The company sent the Australian Stock Exchange a media release which stated amongst other things that “the foundation has sufficient funds to meet all legitimate compensation claims anticipated”.
The minutes of the February meeting recorded that this announcement to the ASX was circulated in draft and approved by the directors.
The foundation did not in fact have sufficient funds to meet the compensation claims.
As a result, ASIC commenced proceedings against the directors and Mr Shafron for misleading statements claiming that they had breached their duties to exercise due care and diligence.
Mr Shafron’s duties
It is not disputed that as company secretary, Mr Shafron is an officer within the meaning of the Act. However, the question was whether, as general counsel, Mr Shafron was a person who, at the relevant times participated in making decisions that affected the whole, or a substantial part, of the business and therefore, was an officer within the meaning of the Act.
Traditionally, general counsel have been exempt from being deemed an officer on the basis that giving advice that effects the business is part of the proper performance and functions attaching to their role.
The degree of care and diligence that is required by the Act is an objective standard with reference to the corporation’s circumstances and the responsibilities within the corporation that the officer in question had. It requires analysis of what a “reasonable person” in the same position of officer would do.

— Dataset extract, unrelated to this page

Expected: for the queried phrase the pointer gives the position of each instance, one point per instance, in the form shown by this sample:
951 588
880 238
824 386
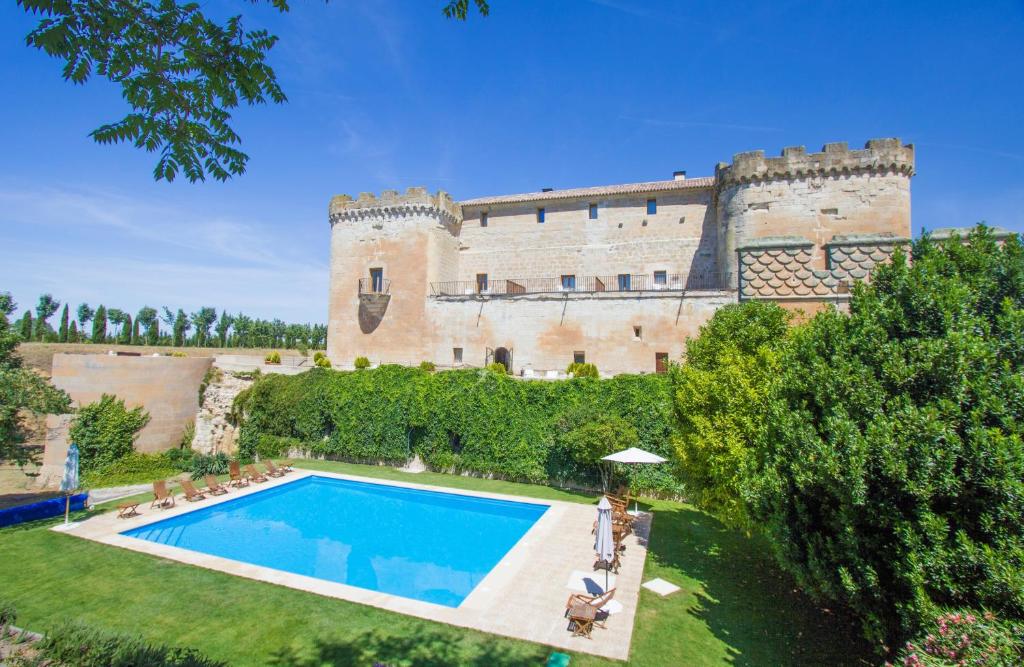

Taking into account the extent of Mr Shafron’s involvement and what a reasonable person would have done in the circumstances, the Court found that Mr Shafron was an officer and that he had breached the duties owed to the company to exercise due care and diligence by failing to advise the board that:
certain information about the Deed of Covenant and Indemnity entered into by the company should have been disclosed to the Australian Stock Exchange; and
material provided by the actuarial consultants to separate the subsidiaries did not take into account “superimposed inflation” (being the potential for the cost of claims to increase at a level above the general rate of inflation).
Distinguishing factors to note when considering whether general counsel of a company will be deemed an officer are:
Mr Shafron had a legal background which meant his duties were extended to protecting the company from legal risk;
Mr Shafron was one of three senior executives of the company that had substantial input into the proposal put forward to the board;
Mr Shafron was an employee of the company not an external advisor.
The decision will not result in all general counsel being deemed officers within the meaning of the Act.
To determine whether general counsel may be an officer within the meaning of the Act, the following principles from the case may provide some guidance:
a general counsel who holds additional positions which fall within the definition of officer under the Act (such as Secretary) cannot divide the two roles and will be taken to be an officer;
whether a general counsel is an “officer” within the meaning of the Act will depend on the circumstances including their role and responsibilities within the company;
companies should ensure that sufficient minutes of meetings are retained and formal reporting lines are implemented to ensure general counsel’s advice is provided effectively to the board;
general counsel have a duty to advise the board of significant matters where they are aware of the matter and that it may expose the company to legal risk or liability.